Immunofluorescence analysis of Mitochondrial Malate Dehydrogenase / MDH2 was performed using 70% confluent log phase PC-3 cells. The cells were fixed with 4% paraformaldehyde for 10 minutes, permeabilized with 0.1% Triton™ X-100 for 10 minutes, and blocked with 1% BSA for 1 hour at room temperature. The cells were labeled with MDH2 (2F5AF8) Mouse Monoclonal Antibody (A21967) at 2ug/ml in 0.1% BSA and incubated for 3 hours at room temperature and then labeled with Goat anti-Mouse IgG (H+L) Superclonal™ Secondary Antibody, Alexa Fluor® 488 conjugate (A28175) at a dilution of 1:2000 for 45 minutes at room temperature (Panel a: green). Nuclei (Panel b: blue) were stained with SlowFade® Gold Antifade Mountant with DAPI (S36938). F-actin (Panel c: red) was stained with Rhodamine Phalloidin (Product # R415, 1:300). Panel d represents the merged image showing cytoplasmic localization. Panel e shows the no primary antibody control. The images were captured at 60X magnification.

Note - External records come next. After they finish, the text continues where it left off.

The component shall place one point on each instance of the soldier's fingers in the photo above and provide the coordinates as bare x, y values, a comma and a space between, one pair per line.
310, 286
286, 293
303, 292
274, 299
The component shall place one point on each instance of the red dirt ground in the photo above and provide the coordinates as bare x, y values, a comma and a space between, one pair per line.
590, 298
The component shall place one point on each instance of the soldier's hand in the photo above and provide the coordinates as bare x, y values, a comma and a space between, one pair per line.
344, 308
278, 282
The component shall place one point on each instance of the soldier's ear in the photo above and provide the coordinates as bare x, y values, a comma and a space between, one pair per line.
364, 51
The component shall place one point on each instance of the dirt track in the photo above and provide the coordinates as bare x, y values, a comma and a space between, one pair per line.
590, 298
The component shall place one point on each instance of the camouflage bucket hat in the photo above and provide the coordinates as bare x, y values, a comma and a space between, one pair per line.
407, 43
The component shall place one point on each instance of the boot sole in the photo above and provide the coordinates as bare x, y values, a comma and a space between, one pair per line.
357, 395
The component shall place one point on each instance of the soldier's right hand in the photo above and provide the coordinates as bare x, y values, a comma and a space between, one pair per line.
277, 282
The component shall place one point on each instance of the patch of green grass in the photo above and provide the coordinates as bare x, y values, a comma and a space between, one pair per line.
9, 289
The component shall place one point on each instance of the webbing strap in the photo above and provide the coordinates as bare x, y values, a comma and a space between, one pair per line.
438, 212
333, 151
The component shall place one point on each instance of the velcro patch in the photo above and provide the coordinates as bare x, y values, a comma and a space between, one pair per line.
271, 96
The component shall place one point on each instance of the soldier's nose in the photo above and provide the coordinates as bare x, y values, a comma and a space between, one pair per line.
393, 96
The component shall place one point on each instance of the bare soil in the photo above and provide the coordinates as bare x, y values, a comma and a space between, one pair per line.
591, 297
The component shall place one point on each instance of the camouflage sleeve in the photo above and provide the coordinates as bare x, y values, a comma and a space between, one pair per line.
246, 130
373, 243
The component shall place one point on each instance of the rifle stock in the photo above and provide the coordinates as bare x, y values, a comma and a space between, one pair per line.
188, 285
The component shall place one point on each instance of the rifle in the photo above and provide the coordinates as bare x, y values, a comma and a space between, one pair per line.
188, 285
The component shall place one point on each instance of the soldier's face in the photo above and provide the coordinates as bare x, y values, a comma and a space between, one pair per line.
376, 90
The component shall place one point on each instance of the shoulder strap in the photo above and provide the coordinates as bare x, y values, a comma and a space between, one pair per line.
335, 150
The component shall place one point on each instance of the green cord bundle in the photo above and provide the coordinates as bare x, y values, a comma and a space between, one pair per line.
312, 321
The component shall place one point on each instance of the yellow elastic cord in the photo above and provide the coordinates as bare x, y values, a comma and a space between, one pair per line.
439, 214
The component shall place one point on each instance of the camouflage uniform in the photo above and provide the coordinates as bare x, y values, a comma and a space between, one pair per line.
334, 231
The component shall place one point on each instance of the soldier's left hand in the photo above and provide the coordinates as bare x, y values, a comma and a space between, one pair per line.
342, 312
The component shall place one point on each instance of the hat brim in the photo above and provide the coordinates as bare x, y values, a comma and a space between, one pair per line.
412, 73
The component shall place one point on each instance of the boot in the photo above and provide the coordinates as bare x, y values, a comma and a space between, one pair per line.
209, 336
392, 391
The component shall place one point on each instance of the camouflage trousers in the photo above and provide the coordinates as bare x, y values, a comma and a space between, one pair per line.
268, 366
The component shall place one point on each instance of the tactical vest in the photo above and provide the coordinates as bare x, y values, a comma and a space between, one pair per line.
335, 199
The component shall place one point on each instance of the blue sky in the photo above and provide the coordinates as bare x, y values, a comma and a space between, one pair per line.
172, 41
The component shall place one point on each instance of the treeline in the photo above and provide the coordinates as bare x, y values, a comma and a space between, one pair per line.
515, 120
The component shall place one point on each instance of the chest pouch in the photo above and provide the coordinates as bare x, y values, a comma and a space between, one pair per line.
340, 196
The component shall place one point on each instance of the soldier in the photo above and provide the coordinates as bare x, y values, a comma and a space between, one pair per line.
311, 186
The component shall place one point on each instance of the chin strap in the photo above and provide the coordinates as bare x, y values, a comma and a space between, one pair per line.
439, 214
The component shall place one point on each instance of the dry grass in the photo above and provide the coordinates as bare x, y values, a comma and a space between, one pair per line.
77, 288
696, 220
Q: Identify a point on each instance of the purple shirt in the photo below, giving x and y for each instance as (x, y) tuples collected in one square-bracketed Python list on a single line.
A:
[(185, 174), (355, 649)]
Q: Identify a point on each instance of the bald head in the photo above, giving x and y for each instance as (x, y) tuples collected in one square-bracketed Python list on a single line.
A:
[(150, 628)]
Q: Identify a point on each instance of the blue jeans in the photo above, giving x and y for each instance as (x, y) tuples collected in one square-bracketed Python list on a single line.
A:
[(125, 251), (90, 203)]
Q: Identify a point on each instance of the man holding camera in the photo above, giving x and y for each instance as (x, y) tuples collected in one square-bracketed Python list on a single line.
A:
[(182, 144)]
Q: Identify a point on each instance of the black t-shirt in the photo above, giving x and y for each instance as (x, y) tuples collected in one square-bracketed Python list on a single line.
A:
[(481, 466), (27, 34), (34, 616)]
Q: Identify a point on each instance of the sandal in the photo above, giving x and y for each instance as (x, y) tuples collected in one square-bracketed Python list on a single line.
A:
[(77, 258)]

|Tested species reactivity||Human, Pig|
|Host / Isotype||Mouse / IgG1, kappa|
|Immunogen||human mitochondrial malate dehydrogenase|
|Storage buffer||HEPES buffered saline|
|Contains||0.02% sodium azide|
|Storage Conditions||Maintain refrigerated at 2-8°C for up to 1 month. For long term storage store at -20°C|
|Tested Applications||Dilution *|
|ELISA (ELISA)||4 ug/ml|
|Immunocytochemistry (ICC)||2 µg/ml|
|Immunofluorescence (IF)||2 µg/ml|
|Immunoprecipitation (IP)||Assay Dependent|
* Suggested working dilutions are given as a guide only. It is recommended that the user titrate the product for use in their own experiment using appropriate negative and positive controls.
MDH2 is localized to the mitochondria and may play pivotal roles in the malate-aspartate shuttle that operates in the metabolic coordination between cytosol and mitochondria.
For Research Use Only. Not for use in diagnostic procedures. Not for resale without express authorization.